Depending on how much funding USFWS obtains and how much restoration it can carry out, the Salt Works could then shut down, function partially or carry on as it does today. A full-on restoration would most likely close down the plant, since reconstituted salt ponds with free-flowing water could no longer facilitate salt harvesting.
Although salt harvesting would no longer be a commercially viable venture after restoration is implemented, a salt-production demonstration arena may still be in the works as part of a museum or visitor’s center, District 1 Supervisor Greg Cox said. Yuen said a small portion of the salt ponds would maintain high salt levels in order to support the birds who feed on brine shrimp found in high-salinity areas.
USFWS is in the process of obtaining funds to kick-off the first phase of restoration, and Yuen said that he is optimistic that over time full funding will be obtained for the expensive multi-million dollar endeavor.
A Symbiotic Relationship
The Salt Works has USFWS’ permission to use the USFWS-owned salt ponds, while the salt factory leases its lands from the airport authority. The salt production process, in turn, assists USFWS by maintaining salinity levels to sustain the birds feeding and nesting in the area.
Although the Salt Works has been sustaining wildlife for decades with its salt-production process, Strahl said the company began to actively support the surrounding habitat in 1999 when USFWS acquired the salt ponds. The Salt Works was ready to close that year, he said, but after realizing that the salt ponds sustained wildlife in the refuge, USFWS asked the Salt Works to stay open.
From then on, Strahl said, the company prioritized ecological maintenance, rather than salt production. While the company’s methods and production capacity changed little after 1999, he said, the shift in priorities was still “a flip flop.”
“Our primary product is refuge creation, our byproduct is salt,” Shtrahl said. “If we didn’t provide the habitat we wouldn’t continue making salt, whereas previously whether we provided habitat was a moot point — it happened to be coincidental that the environment we were creating created a wonderful habitat for the nesting shorebirds.”
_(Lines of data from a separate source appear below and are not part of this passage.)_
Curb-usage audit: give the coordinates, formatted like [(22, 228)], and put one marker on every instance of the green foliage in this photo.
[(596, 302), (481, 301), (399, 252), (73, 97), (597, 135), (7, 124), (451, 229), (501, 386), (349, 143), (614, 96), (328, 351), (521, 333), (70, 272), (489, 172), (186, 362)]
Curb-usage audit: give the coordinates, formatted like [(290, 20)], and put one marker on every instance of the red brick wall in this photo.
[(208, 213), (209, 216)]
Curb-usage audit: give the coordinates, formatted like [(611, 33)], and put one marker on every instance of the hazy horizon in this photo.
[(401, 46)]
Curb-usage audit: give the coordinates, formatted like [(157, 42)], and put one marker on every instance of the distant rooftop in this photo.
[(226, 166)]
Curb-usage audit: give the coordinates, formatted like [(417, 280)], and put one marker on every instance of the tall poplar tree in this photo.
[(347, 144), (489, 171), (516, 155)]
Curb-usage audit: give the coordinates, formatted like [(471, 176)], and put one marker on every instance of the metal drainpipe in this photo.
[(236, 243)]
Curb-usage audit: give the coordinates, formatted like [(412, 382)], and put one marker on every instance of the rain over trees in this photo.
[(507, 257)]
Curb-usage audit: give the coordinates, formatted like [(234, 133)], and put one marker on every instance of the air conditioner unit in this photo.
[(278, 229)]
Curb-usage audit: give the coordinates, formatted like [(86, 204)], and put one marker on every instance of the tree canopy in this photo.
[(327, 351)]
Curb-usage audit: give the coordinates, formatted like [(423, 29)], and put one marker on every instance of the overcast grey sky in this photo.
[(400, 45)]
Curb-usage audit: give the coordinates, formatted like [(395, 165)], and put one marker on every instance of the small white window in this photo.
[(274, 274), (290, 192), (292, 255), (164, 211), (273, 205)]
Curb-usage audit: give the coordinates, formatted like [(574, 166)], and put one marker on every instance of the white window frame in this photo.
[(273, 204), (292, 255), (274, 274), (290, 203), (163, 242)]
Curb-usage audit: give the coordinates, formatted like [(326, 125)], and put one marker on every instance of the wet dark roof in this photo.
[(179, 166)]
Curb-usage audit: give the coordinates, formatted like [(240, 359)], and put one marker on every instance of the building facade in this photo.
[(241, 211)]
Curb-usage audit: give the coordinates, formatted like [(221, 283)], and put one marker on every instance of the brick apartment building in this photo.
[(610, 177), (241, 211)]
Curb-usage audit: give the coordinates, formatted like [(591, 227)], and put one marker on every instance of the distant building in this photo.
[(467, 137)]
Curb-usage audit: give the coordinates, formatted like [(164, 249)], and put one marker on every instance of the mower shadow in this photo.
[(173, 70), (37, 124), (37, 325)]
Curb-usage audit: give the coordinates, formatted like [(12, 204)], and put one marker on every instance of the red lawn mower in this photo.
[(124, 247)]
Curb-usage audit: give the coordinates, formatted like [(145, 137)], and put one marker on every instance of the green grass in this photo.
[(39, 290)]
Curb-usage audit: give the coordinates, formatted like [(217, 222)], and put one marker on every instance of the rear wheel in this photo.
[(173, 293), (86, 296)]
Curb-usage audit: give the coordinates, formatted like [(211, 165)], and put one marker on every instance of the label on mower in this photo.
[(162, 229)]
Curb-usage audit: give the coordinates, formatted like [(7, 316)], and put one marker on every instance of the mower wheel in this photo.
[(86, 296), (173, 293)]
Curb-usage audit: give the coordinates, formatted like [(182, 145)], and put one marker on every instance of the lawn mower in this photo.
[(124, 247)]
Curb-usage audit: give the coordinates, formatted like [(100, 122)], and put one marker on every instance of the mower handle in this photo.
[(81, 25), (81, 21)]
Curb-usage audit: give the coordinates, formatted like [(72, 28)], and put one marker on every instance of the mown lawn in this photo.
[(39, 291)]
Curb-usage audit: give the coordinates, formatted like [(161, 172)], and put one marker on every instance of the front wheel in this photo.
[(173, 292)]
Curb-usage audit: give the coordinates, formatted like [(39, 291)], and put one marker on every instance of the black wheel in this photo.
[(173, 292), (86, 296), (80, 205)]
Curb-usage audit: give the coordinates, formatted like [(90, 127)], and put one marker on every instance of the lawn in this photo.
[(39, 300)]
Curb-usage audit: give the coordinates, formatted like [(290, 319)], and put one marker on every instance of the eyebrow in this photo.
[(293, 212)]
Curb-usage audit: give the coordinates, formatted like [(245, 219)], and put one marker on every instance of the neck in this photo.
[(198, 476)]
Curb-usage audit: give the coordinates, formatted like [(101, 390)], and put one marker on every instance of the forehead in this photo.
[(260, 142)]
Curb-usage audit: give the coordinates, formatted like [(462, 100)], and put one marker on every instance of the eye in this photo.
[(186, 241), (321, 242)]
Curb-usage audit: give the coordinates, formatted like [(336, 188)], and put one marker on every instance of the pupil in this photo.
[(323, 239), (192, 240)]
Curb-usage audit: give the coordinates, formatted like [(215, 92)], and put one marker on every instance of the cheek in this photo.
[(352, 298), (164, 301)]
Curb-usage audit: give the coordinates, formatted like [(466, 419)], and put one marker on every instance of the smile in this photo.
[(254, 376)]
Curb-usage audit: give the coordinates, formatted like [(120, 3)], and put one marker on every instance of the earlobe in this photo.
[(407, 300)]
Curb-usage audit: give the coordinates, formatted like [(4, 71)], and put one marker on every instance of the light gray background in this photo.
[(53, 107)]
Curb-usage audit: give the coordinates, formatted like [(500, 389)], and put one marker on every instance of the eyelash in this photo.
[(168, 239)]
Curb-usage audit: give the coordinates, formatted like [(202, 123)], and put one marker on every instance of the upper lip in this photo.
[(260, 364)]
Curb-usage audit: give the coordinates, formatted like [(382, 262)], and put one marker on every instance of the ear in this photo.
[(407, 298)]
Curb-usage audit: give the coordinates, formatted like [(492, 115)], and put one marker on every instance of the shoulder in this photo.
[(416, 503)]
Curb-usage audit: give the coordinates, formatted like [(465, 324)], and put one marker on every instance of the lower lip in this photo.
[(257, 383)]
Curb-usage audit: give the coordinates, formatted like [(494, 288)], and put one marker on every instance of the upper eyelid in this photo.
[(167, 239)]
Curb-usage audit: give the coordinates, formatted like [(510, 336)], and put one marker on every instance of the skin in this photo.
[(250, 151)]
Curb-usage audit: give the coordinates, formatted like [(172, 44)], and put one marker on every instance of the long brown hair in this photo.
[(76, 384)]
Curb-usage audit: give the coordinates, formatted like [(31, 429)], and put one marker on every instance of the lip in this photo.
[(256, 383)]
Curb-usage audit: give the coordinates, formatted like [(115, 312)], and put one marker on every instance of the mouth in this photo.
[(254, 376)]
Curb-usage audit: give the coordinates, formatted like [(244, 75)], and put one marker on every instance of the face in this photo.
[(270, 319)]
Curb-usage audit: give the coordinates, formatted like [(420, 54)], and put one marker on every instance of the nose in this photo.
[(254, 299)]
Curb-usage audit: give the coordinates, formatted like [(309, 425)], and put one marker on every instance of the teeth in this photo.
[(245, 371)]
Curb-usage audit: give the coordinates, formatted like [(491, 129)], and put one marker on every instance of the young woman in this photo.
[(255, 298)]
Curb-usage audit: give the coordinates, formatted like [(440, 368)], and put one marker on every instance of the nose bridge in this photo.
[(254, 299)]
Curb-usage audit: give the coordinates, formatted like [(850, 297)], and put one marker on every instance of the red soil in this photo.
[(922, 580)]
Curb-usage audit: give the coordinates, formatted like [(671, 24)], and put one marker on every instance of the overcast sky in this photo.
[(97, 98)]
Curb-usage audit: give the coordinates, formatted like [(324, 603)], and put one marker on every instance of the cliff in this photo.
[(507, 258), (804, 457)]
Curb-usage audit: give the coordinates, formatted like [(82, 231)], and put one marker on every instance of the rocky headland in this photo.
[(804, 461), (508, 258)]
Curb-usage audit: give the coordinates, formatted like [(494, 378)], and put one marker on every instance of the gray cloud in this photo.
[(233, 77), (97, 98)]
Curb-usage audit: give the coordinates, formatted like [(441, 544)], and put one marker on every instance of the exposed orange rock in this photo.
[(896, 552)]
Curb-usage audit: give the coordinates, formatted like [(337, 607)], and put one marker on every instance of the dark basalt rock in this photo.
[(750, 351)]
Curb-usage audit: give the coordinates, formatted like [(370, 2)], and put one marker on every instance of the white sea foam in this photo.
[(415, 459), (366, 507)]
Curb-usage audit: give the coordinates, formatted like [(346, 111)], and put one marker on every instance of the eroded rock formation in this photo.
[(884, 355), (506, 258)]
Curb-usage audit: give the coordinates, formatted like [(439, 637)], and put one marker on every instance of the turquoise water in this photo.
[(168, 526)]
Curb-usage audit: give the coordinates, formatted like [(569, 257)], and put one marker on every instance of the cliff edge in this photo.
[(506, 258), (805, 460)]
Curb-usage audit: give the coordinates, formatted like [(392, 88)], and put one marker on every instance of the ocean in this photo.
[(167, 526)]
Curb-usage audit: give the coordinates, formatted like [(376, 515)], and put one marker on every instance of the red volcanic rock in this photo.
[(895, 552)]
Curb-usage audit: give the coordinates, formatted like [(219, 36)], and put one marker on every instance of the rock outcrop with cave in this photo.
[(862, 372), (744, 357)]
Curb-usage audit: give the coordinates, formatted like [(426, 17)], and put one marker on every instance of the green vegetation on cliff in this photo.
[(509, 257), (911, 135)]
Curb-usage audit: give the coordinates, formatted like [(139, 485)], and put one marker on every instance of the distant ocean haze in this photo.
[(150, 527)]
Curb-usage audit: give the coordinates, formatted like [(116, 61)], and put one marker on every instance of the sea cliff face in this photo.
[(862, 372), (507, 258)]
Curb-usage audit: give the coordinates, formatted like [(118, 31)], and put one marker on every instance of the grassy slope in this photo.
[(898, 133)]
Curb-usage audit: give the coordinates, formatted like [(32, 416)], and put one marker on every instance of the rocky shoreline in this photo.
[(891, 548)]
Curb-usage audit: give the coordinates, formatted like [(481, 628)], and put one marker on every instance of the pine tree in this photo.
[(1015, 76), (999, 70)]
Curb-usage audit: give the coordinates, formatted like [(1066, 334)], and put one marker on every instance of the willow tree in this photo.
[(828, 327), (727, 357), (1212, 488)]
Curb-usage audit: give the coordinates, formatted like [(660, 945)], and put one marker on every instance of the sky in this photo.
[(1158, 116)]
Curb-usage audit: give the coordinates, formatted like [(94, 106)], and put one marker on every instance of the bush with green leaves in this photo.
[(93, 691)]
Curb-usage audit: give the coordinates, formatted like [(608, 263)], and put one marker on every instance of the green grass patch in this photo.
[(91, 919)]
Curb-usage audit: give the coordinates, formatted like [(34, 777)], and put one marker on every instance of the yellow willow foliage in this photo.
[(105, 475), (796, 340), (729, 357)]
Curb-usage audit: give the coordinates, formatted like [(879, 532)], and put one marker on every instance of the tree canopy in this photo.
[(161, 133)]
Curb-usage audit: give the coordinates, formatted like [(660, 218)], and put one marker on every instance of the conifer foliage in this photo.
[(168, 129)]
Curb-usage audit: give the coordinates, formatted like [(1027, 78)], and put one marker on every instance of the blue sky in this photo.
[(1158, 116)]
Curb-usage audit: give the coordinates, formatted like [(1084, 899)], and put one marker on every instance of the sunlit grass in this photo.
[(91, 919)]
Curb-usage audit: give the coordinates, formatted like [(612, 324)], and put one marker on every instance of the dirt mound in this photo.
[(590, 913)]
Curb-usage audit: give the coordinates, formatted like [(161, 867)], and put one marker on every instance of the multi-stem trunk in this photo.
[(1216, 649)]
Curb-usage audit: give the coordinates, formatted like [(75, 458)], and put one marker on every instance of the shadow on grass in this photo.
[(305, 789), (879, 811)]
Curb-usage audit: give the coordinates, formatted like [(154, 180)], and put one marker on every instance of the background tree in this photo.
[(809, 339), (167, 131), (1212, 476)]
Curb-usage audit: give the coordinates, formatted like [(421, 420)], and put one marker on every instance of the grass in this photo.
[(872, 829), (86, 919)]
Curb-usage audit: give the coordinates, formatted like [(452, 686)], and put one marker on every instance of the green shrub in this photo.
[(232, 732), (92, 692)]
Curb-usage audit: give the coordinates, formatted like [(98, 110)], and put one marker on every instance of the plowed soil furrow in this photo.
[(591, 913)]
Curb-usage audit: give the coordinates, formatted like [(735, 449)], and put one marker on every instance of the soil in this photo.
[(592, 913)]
Strahl said that as long as the Salt Works provides an ecological benefit for the area, the company will continue to operate. The Salt Works has also taken on a few other responsibilities, he said, such as placing sandy soils on levees which resemble beach sand and appeal to nesting shorebirds, he said.
But for now, the Salt Works factory will stay put. The airport authority currently has no plans to sell the property or change the property’s designation as a salt production factory, Schultz said.
The Salt Works parcel fell into the airport authority’s hands in 2003, when the California legislature enacted the Airport Authority Act to create an agency that would represent the county of San Diego in managing San Diego International Airport. Under the act, the Unified Port of San Diego ceded the Salt Works parcel to the airport authority because the Unified Port of San Diego had purchased the parcel using federal aviation funds in 1998.
“The airport authority is in an odd situation, they have these 17 acres that they got through sort of a fluke,” Cox said. “They don’t have any real long-term interests in the property. I think they’re willing to work with this, and if we can come up with a viable plan and figure out how we can finance the plan.”
Architect Glenn Schmidt, whose firm has been contracted by Sandag to draft the Salt Works’ vision plan, said the vision plan could become a useful tool for the future, should public agencies seek grants to redevelop the area.
“You can almost say [the vision plan] is a promotion piece to say what could happen if this was used for public use,” Schmidt said. “It helps everyone to understand where we have opportunities in the future. Rather than it be condos, wouldn’t it be nicer to have it be a place that the public can enjoy?”